San Francisco. The Roxie will be hosting A Coppola Family Affair all weekend long. On Friday, sound designers Richard Beggs and Walter Murch will talk before a screening of Francis Ford Coppola‘s Apocalypse Now (1979). On Saturday, Roman Coppola will be on hand for a screening of A Glimpse Inside the Mind of Charles Swan III (2012) and Eleanor Coppola will be present for screenings of Sofia’s The Virgin Suicides (1999) and her own The Making of The Virgin Suicides and Hearts of Darkness: A Filmmaker’s Apocalypse (1991). And on Sunday, Gia Coppola and James Franco will participate in a Q&A following a screening of Palo Alto (2013).

The Naked Room, the final film in the Yerba Buena Center for the Arts series New Waves in Mexican Cinema, screens tomorrow. It’s “a documentary by Nuria Ibáñez, which is simply a series of close-ups—of children and young teens, telling therapists about their deeply troubled lives,” writes Jonathan Kiefer in the SF Weekly. “The stories, so directly expressed, can wrench even the hardest heart.”

London. John Carpenter‘s Dark Star (1974) screens on Friday, Monday and on December 28 as part of the BFI’s Sci-Fi: Days of Fear and Wonder: Contact! season. “Space travel has rarely been as mundane, riotous or charmingly unspectacular,” writes Kevin Lyons.

Brussels. “Is it possible to break the deadlock of the present and imagine a different future through a revisiting of the past?” asks Stoffel Debuysere at diagonal thoughts. “The theoretical and curatorial work of Ariella Azoulay is grounded in an exploration of this possibility: using the events that occurred between 1947 and 1950 as a prism, she proposes a civil perspective on the history of the Israel-Palestine conflict, one that turns away from the framework imposed by the paradigm of an unavoidable and irreversible national conflict.” Azoulay will be at the Galeries Brussels tomorrow evening for screenings of Ram Loevy’s Khirbat’ Khize (1978) and Dani Gal’s al-Midya (2014).

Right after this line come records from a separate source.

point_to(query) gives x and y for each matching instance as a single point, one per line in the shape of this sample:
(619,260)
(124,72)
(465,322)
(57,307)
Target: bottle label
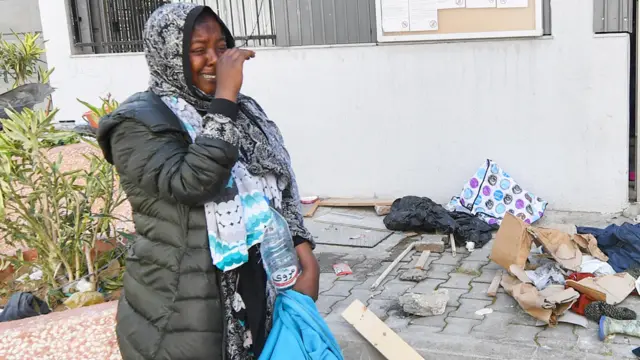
(285,277)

Jonas Mekas's 'Wien & Mozart' (2001)

Jonas Mekas’s ‘Wien & Mozart’ (2001) screens tomorrow

Vienna. The Austrian Film Museum’s series Another Country: Five Austrian Film Histories is on through tomorrow.

Karlsruhe. Lynn Hershman Leeson. Civic Radar is a comprehensive retrospective at ZKM | Museum of Contemporary Art open through April 6.